Nur Ärzte bestimmter Fachrichtungen, zum Beispiel Nervenheilkunde, Neurologie oder Psychiatrie und Psychotherapie, dürfen Soziotherapie verordnen. Ärzte anderer Fachrichtungen können ihre Patienten zu einem dieser Kollegen überweisen, wenn sie eine Soziotherapie für erforderlich halten. Der Kollege stellt dann die Verordnung aus und begleitet die Soziotherapie.

Für den Fall, dass ein Patient die Überweisung alleine nicht in Anspruch nehmen kann, gibt es eine Sonderregelung: Der überweisende Arzt darf einen Soziotherapeuten per Verordnung hinzuziehen, der den Patienten motivieren soll, überhaupt einen Facharzt aufzusuchen, der für einen längeren Zeitraum verordnen kann.

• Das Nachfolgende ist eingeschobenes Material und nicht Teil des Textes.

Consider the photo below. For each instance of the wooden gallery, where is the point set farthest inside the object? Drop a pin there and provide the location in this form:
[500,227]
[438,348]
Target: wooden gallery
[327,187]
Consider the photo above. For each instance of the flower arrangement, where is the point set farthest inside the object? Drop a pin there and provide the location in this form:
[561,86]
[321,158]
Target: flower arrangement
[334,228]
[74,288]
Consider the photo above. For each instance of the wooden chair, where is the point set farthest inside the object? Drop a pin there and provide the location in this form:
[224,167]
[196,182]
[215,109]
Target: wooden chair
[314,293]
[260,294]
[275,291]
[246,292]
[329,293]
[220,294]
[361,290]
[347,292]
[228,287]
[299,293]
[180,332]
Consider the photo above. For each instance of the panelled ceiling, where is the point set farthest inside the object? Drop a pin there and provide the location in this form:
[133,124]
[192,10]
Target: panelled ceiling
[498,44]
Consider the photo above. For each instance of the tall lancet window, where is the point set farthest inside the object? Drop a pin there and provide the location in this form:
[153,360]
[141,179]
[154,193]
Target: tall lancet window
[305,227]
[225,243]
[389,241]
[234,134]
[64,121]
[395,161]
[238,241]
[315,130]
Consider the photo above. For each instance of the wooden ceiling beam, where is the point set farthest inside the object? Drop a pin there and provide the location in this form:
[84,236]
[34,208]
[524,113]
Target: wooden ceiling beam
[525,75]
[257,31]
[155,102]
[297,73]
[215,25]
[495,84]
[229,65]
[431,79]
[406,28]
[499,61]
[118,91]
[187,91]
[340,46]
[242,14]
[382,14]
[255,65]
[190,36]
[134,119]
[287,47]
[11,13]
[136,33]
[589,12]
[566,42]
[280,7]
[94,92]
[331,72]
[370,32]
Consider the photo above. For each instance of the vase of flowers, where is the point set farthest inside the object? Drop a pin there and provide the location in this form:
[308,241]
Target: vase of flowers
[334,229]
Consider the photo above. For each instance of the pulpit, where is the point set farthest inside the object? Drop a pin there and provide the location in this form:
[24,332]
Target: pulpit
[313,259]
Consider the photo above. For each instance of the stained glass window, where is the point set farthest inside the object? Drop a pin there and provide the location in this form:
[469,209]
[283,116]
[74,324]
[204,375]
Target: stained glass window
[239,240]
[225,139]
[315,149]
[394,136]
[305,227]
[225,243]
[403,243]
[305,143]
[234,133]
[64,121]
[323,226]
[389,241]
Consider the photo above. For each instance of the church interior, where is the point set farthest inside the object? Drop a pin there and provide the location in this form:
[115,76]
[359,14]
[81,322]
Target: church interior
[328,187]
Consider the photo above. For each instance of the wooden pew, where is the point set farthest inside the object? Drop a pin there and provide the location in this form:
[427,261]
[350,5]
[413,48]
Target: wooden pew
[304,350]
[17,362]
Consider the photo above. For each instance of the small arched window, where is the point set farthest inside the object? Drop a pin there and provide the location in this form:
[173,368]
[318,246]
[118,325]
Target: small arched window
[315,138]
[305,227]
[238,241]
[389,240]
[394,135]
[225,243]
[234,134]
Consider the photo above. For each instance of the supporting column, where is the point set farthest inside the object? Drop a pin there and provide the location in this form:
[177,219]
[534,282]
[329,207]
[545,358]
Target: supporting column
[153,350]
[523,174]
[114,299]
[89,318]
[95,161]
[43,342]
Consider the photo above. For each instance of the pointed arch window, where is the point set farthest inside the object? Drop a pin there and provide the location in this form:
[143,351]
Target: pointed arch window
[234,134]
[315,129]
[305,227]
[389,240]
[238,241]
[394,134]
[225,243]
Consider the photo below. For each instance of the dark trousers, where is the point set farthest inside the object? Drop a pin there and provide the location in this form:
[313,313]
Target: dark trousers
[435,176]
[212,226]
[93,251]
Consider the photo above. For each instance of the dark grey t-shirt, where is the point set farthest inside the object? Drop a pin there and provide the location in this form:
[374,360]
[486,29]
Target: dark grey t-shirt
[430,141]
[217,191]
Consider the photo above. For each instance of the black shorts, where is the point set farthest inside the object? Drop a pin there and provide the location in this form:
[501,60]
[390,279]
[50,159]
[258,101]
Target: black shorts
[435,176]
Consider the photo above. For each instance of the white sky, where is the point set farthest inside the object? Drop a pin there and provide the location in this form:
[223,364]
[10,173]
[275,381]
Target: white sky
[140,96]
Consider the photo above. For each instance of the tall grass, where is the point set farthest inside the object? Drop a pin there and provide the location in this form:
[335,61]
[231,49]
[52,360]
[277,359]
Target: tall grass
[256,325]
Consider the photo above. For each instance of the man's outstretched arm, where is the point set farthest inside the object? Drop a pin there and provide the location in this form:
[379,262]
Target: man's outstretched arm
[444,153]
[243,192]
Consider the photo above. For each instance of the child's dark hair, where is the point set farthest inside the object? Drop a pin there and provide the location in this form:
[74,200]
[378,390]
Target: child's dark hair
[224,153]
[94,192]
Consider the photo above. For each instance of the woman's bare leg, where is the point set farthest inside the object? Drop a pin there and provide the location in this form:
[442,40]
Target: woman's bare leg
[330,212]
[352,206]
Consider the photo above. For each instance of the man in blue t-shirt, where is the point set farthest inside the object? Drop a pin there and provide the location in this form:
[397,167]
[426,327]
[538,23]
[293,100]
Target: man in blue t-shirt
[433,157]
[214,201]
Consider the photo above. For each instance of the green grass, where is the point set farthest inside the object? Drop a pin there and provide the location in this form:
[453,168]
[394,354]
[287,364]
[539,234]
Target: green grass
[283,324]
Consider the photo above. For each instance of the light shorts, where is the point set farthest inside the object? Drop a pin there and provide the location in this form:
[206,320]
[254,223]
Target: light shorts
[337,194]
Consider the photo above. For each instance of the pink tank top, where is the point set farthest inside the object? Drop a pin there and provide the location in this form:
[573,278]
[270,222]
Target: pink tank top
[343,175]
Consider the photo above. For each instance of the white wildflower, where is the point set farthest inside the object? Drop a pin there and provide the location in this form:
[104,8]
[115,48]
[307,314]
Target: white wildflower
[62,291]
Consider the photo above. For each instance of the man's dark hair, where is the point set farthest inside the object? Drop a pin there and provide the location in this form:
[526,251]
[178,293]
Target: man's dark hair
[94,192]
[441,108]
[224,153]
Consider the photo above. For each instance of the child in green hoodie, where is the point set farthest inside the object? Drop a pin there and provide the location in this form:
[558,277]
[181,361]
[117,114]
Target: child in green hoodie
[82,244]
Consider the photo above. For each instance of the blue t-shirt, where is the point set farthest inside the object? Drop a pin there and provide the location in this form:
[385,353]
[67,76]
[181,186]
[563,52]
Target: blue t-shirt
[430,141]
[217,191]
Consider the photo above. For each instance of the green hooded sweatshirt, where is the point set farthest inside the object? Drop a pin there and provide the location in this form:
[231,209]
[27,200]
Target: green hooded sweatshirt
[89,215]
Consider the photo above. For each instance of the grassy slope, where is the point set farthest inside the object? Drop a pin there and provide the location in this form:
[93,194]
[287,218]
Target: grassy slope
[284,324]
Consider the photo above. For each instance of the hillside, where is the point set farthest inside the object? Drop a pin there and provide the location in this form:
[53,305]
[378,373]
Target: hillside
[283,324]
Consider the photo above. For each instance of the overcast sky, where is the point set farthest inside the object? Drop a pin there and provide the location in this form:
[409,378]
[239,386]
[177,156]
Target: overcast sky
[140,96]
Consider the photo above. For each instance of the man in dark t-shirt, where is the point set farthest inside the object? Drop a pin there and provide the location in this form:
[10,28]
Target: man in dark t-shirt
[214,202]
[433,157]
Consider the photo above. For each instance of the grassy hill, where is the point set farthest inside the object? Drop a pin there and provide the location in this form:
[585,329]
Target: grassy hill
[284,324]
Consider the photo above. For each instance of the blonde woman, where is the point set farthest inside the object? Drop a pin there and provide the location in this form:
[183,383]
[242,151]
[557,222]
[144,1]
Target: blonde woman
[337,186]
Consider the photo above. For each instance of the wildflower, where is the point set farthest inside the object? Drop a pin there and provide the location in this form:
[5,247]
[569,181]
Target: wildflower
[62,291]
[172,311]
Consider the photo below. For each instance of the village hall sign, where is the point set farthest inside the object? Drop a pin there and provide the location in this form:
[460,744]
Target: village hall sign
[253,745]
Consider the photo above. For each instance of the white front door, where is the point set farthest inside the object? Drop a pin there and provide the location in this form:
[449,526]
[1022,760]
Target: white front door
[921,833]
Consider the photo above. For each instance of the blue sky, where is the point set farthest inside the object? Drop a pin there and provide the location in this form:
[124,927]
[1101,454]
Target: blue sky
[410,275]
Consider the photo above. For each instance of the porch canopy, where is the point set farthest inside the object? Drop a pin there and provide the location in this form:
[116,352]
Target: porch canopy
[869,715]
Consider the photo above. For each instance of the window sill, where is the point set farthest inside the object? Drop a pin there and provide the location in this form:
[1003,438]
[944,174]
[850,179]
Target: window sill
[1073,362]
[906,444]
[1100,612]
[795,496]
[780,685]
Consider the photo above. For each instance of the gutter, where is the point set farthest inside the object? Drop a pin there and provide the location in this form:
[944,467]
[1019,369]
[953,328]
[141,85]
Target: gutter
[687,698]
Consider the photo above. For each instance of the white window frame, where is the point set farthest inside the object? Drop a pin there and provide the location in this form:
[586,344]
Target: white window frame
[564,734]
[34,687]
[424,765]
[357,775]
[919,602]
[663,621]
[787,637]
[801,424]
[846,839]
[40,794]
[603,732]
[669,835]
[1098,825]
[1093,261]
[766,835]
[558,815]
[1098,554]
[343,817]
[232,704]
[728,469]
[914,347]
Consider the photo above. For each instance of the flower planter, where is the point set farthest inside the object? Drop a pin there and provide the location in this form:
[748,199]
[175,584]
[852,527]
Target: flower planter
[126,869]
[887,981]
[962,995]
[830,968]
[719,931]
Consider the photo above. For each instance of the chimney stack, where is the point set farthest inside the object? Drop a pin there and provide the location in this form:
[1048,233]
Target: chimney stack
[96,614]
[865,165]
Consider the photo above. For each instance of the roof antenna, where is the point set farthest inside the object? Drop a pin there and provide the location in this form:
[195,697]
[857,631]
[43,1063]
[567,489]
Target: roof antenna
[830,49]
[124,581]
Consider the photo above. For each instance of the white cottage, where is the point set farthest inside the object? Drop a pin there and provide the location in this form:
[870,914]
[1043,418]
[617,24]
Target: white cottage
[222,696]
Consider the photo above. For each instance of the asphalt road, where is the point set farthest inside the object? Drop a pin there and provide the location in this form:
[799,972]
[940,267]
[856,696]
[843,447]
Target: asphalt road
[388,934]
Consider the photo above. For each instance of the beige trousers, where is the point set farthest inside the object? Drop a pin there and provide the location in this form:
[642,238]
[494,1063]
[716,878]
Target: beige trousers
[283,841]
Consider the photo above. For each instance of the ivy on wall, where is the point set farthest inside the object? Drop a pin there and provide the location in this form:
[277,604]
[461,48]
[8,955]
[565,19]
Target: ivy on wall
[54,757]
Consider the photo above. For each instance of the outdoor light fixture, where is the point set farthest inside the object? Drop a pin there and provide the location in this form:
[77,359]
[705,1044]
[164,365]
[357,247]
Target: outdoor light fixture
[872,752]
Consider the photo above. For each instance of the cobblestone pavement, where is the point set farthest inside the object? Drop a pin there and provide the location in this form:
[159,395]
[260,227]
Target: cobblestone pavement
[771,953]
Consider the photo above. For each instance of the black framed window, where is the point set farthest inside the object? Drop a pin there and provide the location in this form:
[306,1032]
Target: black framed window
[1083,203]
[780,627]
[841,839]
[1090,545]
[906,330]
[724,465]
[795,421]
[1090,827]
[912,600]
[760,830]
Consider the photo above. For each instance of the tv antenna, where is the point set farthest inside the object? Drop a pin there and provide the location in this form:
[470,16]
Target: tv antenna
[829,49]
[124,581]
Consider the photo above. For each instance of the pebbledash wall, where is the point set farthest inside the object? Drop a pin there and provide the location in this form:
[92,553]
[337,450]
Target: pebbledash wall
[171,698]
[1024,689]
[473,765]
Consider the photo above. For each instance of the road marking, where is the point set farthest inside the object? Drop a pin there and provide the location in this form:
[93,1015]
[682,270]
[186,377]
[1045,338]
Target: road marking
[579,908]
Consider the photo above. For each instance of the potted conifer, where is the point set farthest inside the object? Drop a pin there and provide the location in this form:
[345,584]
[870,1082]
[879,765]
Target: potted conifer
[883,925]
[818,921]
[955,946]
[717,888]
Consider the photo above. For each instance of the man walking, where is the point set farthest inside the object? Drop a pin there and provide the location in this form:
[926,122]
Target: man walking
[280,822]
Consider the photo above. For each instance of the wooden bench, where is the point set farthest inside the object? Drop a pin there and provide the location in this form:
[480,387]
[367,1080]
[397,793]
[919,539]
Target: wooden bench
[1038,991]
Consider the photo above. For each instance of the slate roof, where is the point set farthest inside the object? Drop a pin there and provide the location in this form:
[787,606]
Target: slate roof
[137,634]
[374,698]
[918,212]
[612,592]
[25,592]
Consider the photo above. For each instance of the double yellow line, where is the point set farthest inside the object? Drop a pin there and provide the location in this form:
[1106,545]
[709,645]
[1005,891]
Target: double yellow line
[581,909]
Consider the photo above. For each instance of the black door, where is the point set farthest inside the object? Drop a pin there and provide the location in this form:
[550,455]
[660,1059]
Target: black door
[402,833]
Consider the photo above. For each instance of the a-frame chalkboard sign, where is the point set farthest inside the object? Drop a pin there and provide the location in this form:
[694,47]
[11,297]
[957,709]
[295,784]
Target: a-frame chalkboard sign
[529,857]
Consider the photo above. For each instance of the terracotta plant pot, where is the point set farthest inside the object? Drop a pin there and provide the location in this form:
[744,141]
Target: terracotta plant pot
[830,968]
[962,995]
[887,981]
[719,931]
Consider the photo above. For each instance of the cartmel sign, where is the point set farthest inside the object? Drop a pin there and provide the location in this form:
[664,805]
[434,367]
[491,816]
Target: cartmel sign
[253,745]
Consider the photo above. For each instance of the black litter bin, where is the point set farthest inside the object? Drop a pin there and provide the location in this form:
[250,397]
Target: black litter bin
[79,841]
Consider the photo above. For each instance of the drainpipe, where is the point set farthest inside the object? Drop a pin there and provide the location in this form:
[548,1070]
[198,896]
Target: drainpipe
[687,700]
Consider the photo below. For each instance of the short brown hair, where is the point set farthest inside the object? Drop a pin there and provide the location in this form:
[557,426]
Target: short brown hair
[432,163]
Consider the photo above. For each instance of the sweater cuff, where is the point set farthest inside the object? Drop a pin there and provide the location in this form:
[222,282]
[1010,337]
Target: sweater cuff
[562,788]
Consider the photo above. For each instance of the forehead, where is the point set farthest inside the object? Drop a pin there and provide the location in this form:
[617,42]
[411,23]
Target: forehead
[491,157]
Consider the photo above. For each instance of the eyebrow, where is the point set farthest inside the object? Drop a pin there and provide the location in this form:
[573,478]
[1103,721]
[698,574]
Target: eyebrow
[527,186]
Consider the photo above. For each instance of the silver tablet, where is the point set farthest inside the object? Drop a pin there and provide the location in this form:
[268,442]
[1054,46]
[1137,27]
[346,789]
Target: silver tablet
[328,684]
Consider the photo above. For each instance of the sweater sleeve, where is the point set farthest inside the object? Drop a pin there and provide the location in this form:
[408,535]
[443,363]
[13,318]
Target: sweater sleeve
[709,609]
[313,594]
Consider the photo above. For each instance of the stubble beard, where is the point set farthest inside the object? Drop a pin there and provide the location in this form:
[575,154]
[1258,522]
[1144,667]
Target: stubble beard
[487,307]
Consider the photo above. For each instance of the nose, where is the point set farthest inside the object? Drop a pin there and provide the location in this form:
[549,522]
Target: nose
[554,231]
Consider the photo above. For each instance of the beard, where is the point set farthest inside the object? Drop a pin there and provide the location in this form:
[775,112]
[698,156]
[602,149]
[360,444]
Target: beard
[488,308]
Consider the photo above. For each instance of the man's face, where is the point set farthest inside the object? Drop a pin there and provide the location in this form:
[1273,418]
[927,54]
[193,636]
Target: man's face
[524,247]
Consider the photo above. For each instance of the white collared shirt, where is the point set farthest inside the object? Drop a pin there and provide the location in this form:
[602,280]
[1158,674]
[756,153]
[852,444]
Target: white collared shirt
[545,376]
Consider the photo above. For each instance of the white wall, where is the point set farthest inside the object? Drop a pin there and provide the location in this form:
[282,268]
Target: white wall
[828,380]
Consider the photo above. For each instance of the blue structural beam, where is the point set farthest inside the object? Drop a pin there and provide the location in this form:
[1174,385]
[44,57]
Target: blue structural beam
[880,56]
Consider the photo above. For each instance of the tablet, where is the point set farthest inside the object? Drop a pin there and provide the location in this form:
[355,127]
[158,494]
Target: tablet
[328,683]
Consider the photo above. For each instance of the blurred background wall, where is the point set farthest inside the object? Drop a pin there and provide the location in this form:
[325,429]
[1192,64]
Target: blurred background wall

Ärzte folgender Fachrichtungen dürfen Soziotherapie verordnen:

  • Psychiatrie und Psychotherapie
  • Nervenheilkunde
  • Psychosomatische Medizin und Psychotherapie
  • Neurologie
  • Kinder- und Jugendpsychiatrie (in therapeutisch begründeten Fällen in der Übergangsphase ab dem 18. Lebensjahr bis zur Vollendung des 21. Lebensjahrs)
  • Psychiatrische Institutsambulanzen beziehungsweise dort tätige Fachärzte

Demnächst dürfen auch Psychologische Psychotherapeuten sowie Kinder- und Jugendlichenpsychotherapeuten (in therapeutisch begründeten Fällen in der Übergangsphase ab dem 18. Lebensjahr bis zur Vollendung des 21. Lebensjahrs) Soziotherapie verordnen. Derzeit verhandelt der Bewertungsausschuss noch die Vergütung für das Ausstellen der Verordnung.